- Relator(a)
- Ministro Napoleão Nunes Maia Filho
- Órgão julgador
- Primeira Turma
- Data do julgamento
- 01/10/2013
- Data de publicação
- 22/10/2013
STJ – Acórdão, Rel. Ministro Napoleão Nunes Maia Filho, Primeira Turma, j. 01/10/2013, p. 22/10/2013
AGRAVO REGIMENTAL NO RECURSO ESPECIAL. ADMINISTRATIVO E TRIBUTÁRIO. TAXA DE OCUPAÇÃO. NATUREZA NÃO TRIBUTÁRIA. PRESCRIÇÃO QUINQUENAL. INAPLICABILIDADE DO ART. 177 DO CC/16. RECURSO REPRESENTATIVO DA CONTROVÉRSIA: RESP. 1.133.696/PE, REL. MIN. LUIZ FUX, DJE 17.12.2010. PARCELAS DA TAXA PARCIALMENTE PRESCRITAS. RECONHECIMENTO DA INVALIDADE DA CDA POR AUSÊNCIA DE INTIMAÇÃO PESSOAL DO OCUPANTE NO PROCEDIMENTO DO LANÇAMENTO. PRETENSÃO DE PROSSEGUIMENTO DA EXECUÇÃO FISCAL DAS VERBAS NÃO PRESCRITAS. INOVAÇÃO DO PEDIDO. AGRAVO REGIMENTAL DA FAZENDA NACIONAL DESPROVIDO. 1. Quanto ao prazo prescricional, o Tribunal a quo afirmou ser de cinco anos, nos termos do art. 47 da Lei 9.636/98, com a redação dada pela Lei 9.821/99. Afirmou, ainda, a invalidade da CDA, por vício no procedimento administrativo demarcatório do imóvel, em razão da ausência de intimação pessoal do ocupante. 2. Não prospera a insurgência quanto à possibilidade de a Execução Fiscal prosseguir com relação aos créditos não prescritos, bem como referente à aplicação ao disposto no artigo 2o., § 3o, da Lei 6.830/80, que determina a suspensão do curso da prescrição por 180 dias com a inscrição do débito em dívida ativa, na medida em que os temas não foram invocados quando da interposição do Recurso Especial, configurando-se inovação, o que é defeso na oportunidade do Agravo Regimental. 3. Nas razões do seu Apelo Nobre, a Fazenda Nacional requereu apenas a aplicação do prazo prescricional previsto no art. 177 do CC/16, argumentando que a cobrança da taxa de ocupação de terrenos da União não possui natureza tributária.

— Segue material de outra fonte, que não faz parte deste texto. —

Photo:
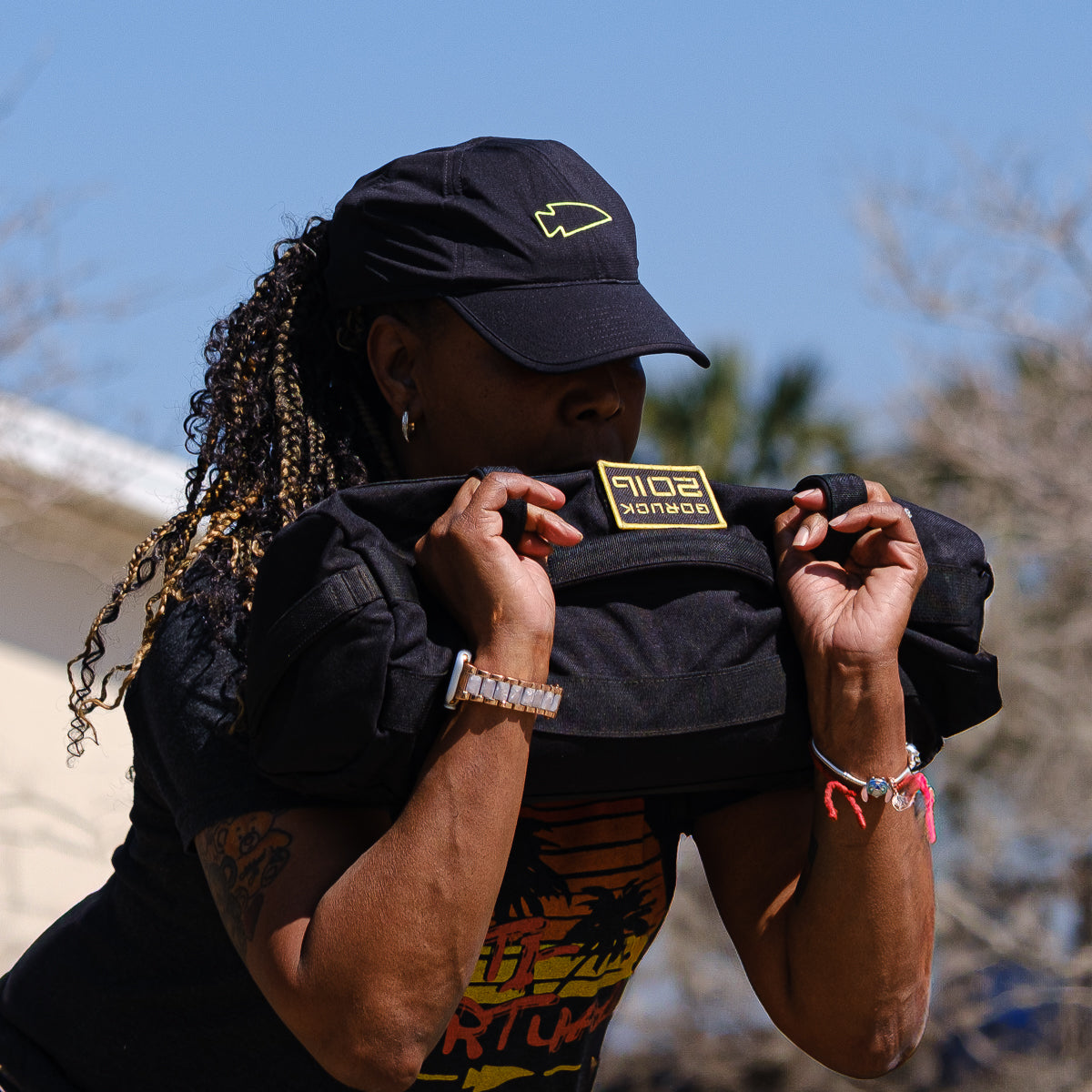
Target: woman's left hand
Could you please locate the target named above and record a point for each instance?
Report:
(854, 612)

Destarte, manteve-se intacto o fundamento do acórdão objurgado relacionado à invalidade da CDA que embasa a execução. 4. Agravo Regimental da Fazenda Nacional desprovido. (AgRg no REsp n. 1.066.318/SC, relator Ministro Napoleão Nunes Maia Filho, Primeira Turma, julgado em 1/10/2013, DJe de 22/10/2013.)